Research And Framing
CoreTex follows a specific line of recent retrieval and agent-memory research. The design is not a direct implementation of any one paper; it is a protocol design that takes the recurring failure modes seriously: fixed-vector retrieval limits, stale memory, hard negatives, multi-hop relation structure, and long-horizon compression pressure.

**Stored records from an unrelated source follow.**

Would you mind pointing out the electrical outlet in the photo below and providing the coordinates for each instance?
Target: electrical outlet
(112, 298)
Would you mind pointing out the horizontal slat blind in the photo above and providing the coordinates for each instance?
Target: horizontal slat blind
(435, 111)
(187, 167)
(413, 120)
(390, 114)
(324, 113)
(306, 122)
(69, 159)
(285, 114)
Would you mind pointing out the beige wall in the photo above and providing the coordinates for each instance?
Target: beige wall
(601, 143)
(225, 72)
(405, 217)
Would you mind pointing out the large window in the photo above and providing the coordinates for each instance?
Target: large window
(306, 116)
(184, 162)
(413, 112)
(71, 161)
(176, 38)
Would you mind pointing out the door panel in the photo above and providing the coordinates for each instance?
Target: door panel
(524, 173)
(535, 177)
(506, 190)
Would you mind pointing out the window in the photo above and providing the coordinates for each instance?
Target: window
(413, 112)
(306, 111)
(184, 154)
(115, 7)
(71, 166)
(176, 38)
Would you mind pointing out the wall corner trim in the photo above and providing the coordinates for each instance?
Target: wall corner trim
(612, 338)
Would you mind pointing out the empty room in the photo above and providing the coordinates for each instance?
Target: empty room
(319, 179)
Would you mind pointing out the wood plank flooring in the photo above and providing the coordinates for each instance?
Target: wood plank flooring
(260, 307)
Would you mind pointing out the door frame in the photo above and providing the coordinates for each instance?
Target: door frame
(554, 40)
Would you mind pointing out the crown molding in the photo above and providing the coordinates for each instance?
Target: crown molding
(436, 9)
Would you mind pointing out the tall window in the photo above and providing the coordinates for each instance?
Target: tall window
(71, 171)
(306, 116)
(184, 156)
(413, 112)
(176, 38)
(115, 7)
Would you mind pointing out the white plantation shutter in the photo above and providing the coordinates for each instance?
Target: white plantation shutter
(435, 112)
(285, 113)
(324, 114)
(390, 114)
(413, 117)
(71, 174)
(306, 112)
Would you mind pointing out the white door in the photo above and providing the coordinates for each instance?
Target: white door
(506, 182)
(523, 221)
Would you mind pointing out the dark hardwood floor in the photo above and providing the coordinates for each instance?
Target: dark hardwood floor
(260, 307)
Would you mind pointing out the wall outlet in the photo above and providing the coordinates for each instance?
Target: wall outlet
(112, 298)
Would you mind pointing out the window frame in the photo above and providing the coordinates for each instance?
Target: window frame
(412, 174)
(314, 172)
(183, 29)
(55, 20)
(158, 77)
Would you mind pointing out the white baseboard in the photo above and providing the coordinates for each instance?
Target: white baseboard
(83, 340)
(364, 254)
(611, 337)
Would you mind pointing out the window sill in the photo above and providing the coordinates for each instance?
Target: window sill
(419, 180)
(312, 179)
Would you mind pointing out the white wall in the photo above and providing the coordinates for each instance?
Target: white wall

| Work | What it contributed to CoreTex |
|---|---|
| MemReranker: Reasoning-Aware Reranking for Agent Memory Retrieval | Identifies why generic semantic rerankers fail in memory settings: semantically similar fragments may not contain answer-bearing information. The paper's 0.6B/4B reranker family, temporal/causal/coreference focus, and hard-sample discrimination directly match CoreTex's benchmark families. |
| Qwen3-Reranker-0.6B | Provides the practical launch reranker: a public 0.6B text-ranking model with long-context support and CPU-deployable Hugging Face weights. |
| On the Theoretical Limitations of Embedding-Based Retrieval | Grounds the decision not to rely on one dense vector. CoreTex uses many compact retrieval keys, relation routes, temporal metadata, and reranking because single-vector retrieval has structural limits under growing corpora. |
| WARP: An Efficient Engine for Multi-Vector Retrieval | Supports the multi-vector / late-interaction direction: retrieval quality can depend on many small interaction points rather than a single global embedding. |
| LoCoMo: Evaluating Very Long-Term Conversational Memory of LLM Agents | Motivates temporal current/stale evaluation. Remembering the old fact is not enough; a useful memory system must retrieve the current fact and suppress superseded information. |
| MemoryAgentBench | Reinforces incremental multi-turn memory as an evaluation target: the correct memory state changes over time and must be updated rather than merely appended. |
| MemoryArena | Frames memory as something agents use to guide later decisions across interdependent sessions, not as isolated recall. This supports CoreTex's long-horizon compression pressure. |
| Experience Compression Spectrum | Positions memory, skills, and rules as different compression levels. CoreTex's 32 KB substrate is a protocol-level compression surface: miners compete over what should survive into the shared state. |
| MTEB and BEIR | Provide the broader information-retrieval context for metrics such as nDCG, MRR, recall, and heterogeneous retrieval evaluation. |
The consistent theme is that more context is not the same as better memory. Good memory requires retrieval structure, temporal discipline, relation structure, and compression. CoreTex makes those properties measurable and economically legible.